Makellos und fein eingeölt

Grand Prix Countdown: Früher war Körperlichkeit den Frauen vorbehalten. Heute zeigen auch die Männer Brust

Hätte er sich vor, sagen wir: 33 Jahren um einen Platz beim Eurovision Song Contest beworben, wäre er auf der Stelle disqualifiziert worden. Wahrscheinlich hätte man Deen, Sänger aus Bosnien-Herzegowina, nicht einmal zu den Proben gelassen. Nicht sein Lied wäre als anstößig empfunden worden, sondern er als Person selbst. Denn der 22-jährige Mann aus Sarajevo wäre als als Reklamefigur für Pornografisches wahgenommen worden.

Damals, als die scheue Katholikin Dana für Irland mit „All Kinds Of Everything“ gewann, traten Männer bei der Eurovision im Frack oder Smoking auf, die Damen meist im Abendkleid. Ausnahmen wie Sandie Shaw, France Gall oder Massiel waren Ausnahmen von der (züchtig-verhüllten) Regel, die damals in Europa, auch im Popgeschäft, noch zu gelten hatte.

Über die Jahre gewöhnte sich Europa freilich an die Idee, dass textile Freizügigkeit und fleischliche Statements nicht das Abendland in Gefahr bringen – im Gegenteil eher zu seiner Stimulation beitragen.

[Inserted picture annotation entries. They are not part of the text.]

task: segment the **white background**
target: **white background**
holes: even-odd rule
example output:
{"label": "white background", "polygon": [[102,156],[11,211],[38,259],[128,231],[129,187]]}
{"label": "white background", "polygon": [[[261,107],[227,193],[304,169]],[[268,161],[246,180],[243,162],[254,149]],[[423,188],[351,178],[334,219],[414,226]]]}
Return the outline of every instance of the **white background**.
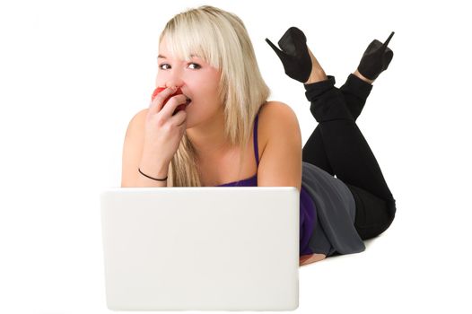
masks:
{"label": "white background", "polygon": [[270,100],[316,126],[264,41],[290,26],[337,86],[368,44],[395,57],[358,126],[397,199],[366,251],[300,269],[300,312],[470,312],[470,11],[466,2],[11,1],[0,4],[0,312],[99,313],[99,194],[118,187],[125,132],[147,108],[165,22],[208,4],[238,14]]}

Frauen dürfen zeigen, was sie aus sich machen. Mit Push-ups auf sehnigen Körpern, die wohl meist nur mit Salat gefüttert werden.

Aber die Männer hielten sich zurück. Dann und wann ein Tänzer im Background, dessen Muskularität erkennbar wurde – aber die Sänger blieben verhüllt. Wiedergänger des ewigen Konfirmanden Johnny Logan, als zwänge sie etwas, den schüchternen Jungen zu geben, der es aber faustdick sonstwo hat. Man war auf Fantasien angewiesen.

Das ist dieses Jahr anders. Mann preist sich unumwunden. Deen aus Bosnien hat im Halbfinale seine Brust entblößt, sie sah nach gängigen Schönheitsvorstellungen makellos aus, alles fein enthaart und eingeölt. Wie der Bosnier hielten es auch der Grieche Sakis, der Mazedonier Tose Proeski: Weshalb nicht zeigen, was man geleistet hat? Nicht minder körperbewusst, obschon stärker bekleidet, die Türken von Athena, der Spanier Ramón und der Däne Tomas: Sie performen auf eine Art, die früher als schwuchtelig (zu rund) oder prollig (zu schwitzend) erkannt worden wäre – was einem ästhetischen Todesurteil glich.

Wobei Max Mutzke eine Ausnahme in der Eurovisionskonkurrenz bildet: Er sieht aus wie the boy next door, gibt keinen Travolta oder eine männliche Pamela Anderson. Die Zeiten haben sich ins Gegenteil verkehrt – nun könnte einer wie er die (quasi-renitente) Ausnahme von der (sexreklamierenden) Regel sein.